Named in honor of Sophie Magerl, Sophie’s Live Out Loud Award (LOLA) will provide a $5,000 scholarship for one student leader who embodies Sophie’s values of self-expression, creative arts, empowerment, resilience, and dedication to community. Sophie was an inspiring 17-year-old who lived out loud and fought for others to be able to express themselves freely.
We invite you to learn more about Sophie, her leadership, and her passion for living out loud.
Sophie Magerl lived for 17 years and experienced many of the challenges any kid growing up in a city faces. Sophie believed from an early age that she liked girls more than boys. She worried about what other would think, but she was fortunate that she was surrounded by people who loved her for who she was and she knew it. She was asked one night at dinner why she never “came out” to her family, her response embodied her approach to embracing herself/themselves: “Did you come out as straight?”
Sophie lived out loud on the soccer field – wearing a boa and tuell ballerina skirt on top of her uniform. She lived out lout in the hospital, making a BLM collage for her room door since she couldn’t participate in the protests.
Sophie lived out loud by patiently explaining to her parents, fellow students, and anyone else who was curious, the importance of pronouns and social justice issues.
Throughout her life, Sophie embraced, honored, and expressed herself without concern for what anyone else thought or expected. That self-knowledge and acceptance made her a magnet to everyone who felt different, awkward, or outcast. She encouraged everyone to be true to themselves.
Even when Sophie was diagnosed with cancer, she refused to let the disease define her. She would grapple with leukemia on her own terms. When she lost her hair, she worked it. When her hair started growing back, she dyed it green. Going to the hospital for an afternoon of Chemo? Sophie looked like she was going to a club. No matter what life brought Sophie, she made it her own – with style, humor, and kindness.

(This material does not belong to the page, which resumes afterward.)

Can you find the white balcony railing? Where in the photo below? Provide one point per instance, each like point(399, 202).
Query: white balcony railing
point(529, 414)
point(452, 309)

Sophie never thought of herself as a leader. She reached out to one person at a time, quietly, sincerely, and with an open heart. After she died, her family received messages from around the world saying how Sophie made them feel seen, special and loved.
Sophie was a gifted visual artist, a sometimes-musician, and wanted to be a “female John Mulaney.” There was no venom in her sharp wit, just mind-blowing cleverness. Case in point: After she was deemed terminal, she bought an Ink Box tattoo that said, “temporary.”
Sophie was a straight-A student whose biggest dilemma was whether to pursue fine arts or liberal arts. Upon being deemed terminal, Sophie changed direction and wanted to apprentice at a tattoo parlor.